Account context has all data. NEVER call lookup or eligibility tools
-- compute everything yourself. Always output tool calls, not text.

Think which rule applies, then call the tool.

## Rules (first match, one action)

1. Active chargeback -> escalate billing.
2. Legal hold -> escalate compliance.
3. Customer names a specific rep who made a promise -> escalate
   account management (partner). Don't process.
4. Verification absent/unverified + no SSO -> escalate account
   management (unverified). Don't verify -- escalate.
5. Enterprise + refund/cancel -> escalate account management.
6. Wire transfer + refund -> escalate billing (wire). Brazil != EU.
7. Exact days since charge. Partner referral -> 45d full-refund if
   onboarded before charge. 31-90d Annual:
   floor((remaining/period) x amount x 0.95). Issue refund.
8. Cooling: Brazil 7d (no SSO waiver).
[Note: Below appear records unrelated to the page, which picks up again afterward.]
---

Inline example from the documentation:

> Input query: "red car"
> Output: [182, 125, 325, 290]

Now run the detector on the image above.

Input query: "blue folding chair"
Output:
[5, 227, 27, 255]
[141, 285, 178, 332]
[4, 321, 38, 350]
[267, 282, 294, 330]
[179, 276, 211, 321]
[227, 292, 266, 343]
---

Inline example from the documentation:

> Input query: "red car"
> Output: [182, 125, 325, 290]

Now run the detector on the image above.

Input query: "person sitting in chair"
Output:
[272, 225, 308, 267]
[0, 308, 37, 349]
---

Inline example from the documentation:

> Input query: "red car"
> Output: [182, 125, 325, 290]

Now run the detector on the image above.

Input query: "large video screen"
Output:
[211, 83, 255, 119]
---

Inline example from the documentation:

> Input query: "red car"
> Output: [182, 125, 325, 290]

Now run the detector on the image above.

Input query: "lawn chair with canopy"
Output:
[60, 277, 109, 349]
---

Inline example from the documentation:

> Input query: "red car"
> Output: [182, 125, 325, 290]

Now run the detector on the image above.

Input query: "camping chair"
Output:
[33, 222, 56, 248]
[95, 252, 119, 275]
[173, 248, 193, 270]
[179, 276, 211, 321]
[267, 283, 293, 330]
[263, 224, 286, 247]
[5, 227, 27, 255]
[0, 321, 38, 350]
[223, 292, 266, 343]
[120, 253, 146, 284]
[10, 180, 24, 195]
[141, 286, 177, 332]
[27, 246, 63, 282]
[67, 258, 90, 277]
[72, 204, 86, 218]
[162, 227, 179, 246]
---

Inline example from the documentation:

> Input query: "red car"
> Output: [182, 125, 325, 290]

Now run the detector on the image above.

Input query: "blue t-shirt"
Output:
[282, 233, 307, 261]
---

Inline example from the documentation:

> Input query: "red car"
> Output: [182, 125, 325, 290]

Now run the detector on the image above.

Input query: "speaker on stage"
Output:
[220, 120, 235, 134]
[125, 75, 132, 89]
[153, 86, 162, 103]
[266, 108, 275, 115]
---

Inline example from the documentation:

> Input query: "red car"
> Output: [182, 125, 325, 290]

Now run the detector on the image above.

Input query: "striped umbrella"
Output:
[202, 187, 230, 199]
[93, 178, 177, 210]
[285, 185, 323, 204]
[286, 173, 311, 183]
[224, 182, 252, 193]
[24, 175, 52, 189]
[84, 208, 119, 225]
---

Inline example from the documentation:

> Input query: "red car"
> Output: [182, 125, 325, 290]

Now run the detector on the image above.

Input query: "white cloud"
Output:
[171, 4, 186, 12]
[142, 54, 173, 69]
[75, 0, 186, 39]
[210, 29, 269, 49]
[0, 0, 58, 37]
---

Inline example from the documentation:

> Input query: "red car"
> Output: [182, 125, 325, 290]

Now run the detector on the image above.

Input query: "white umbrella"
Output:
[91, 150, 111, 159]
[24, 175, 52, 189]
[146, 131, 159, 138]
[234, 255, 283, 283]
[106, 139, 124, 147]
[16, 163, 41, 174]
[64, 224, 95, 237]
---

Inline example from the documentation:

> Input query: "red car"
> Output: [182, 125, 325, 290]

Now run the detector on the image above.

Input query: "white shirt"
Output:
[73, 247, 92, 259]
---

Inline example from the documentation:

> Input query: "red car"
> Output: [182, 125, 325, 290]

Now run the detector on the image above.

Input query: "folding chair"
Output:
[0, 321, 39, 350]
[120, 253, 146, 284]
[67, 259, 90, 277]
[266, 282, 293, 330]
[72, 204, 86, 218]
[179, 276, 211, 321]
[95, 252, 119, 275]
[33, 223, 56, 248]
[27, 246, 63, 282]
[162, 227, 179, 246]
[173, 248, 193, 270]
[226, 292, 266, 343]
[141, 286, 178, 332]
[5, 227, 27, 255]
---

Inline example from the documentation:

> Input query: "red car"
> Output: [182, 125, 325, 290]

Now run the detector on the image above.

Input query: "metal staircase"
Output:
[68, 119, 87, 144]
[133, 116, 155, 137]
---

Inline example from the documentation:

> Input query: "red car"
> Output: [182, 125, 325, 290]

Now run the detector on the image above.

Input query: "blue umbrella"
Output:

EU/UK 14d.
9. Trial: 2 extensions used -> no_action (out of scope).
10. Multi-sub: each independent.

Compare this to the default starting prompt which scored 0.05.

Setup

pip install anthropic python-dotenv matplotlib

export ANTHROPIC_API_KEY="your-key-here"
# or add to .env file

Running the Optimizer

In Claude Code, run:

run @program.md

Claude Code will:

  1. Create a branch and copy the default prompt as a starting point
  2. Run a baseline evaluation
  3. Iteratively edit agent/system_prompt.md, evaluate, keep improvements, revert failures
  4. Save every experiment to experiments/
  5. Stop after 5 iterations (or specify more: "run @program.md, 20 iterations")

Key Design Decisions

  • Single mutable surface: Only agent/system_prompt.md changes. Everything else is frozen, just like autoresearch only modifies train.py.
  • No LLM judge: Scoring is deterministic Python comparison. Wrong tool = 0.0, right tool = proportional arg credit. As clean as val_bpb.
  • Genuinely hard tests: Each test case is iteratively refined until the model fails. We keep tweaking scenarios until they exploit a real LLM limitation (attention dilution, deep reasoning chains, signal inhibition, absence detection, temporal ambiguity).
  • <1000 char constraint: Forces conciseness and prevents overfitting through verbose instructions.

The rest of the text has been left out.